"Excavation," by Janet Jerve (North Star Press of St. Cloud, 73 pages, $12.95)
Janet Jerve's debut volume opens with lyrics on familiar themes: aging parents and childhood scenes. It is the second section that reveals Jerve's mettle as a poet: she is a master of structure.
In this section, she narrates the speaker's mental breakdown and recovered memory of sexual abuse by her father. The form breaks: words scatter across the page and poems segment or compress into short lines.
The poems welcome new language. She wakes, "miserable, shucked"; and lives in a "quaking bog body." In "Breaking Down," she uses absurd MC Hammer lyrics to describes "the voices in your head … all playing chicken as they race / down Main." MC Hammer morphs into the image of a hammer: "through the clutch / of his unwanted touch. / Father hammer." Sound replicates the chaos of her father violating his parent role.

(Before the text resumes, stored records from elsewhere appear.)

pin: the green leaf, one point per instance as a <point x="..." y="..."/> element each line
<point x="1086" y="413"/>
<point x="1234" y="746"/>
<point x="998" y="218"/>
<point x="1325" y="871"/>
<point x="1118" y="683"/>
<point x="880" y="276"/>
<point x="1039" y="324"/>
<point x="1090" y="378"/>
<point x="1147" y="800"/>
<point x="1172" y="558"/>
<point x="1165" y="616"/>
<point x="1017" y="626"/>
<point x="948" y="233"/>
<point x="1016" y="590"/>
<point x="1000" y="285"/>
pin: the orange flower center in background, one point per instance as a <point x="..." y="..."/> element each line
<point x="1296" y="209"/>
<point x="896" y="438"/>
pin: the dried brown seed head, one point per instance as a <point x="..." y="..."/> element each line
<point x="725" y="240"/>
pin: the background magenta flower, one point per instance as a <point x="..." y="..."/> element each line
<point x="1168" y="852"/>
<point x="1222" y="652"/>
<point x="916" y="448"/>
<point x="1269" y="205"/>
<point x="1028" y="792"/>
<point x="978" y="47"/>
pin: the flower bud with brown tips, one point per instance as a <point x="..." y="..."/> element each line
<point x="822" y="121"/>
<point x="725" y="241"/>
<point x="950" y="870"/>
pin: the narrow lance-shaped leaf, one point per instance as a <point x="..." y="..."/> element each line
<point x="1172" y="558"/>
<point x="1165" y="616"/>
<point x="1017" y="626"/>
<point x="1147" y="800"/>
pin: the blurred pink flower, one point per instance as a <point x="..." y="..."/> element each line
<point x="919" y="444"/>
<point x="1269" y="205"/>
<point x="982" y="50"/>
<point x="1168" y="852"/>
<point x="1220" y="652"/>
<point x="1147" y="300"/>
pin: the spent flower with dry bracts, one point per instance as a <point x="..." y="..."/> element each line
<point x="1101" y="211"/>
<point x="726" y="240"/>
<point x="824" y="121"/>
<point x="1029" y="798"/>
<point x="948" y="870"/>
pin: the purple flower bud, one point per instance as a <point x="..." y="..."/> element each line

Jerve uses repeated phrases to send the reader back to first section. This structure functions as a metaphor for recovering memory; the reader revising their initial interpretation parallels the speaker's realizations about her past.
The third section moves from personal to communal:
"I imagine the darkness that separates all women, / that connects them to absence, to stars / that have shifted over time with the speed of aggression / to the knowledge there is no beauty in dominance."
Instead, the beauty comes in the speaking against and through dominance with poet's tools: structure and form.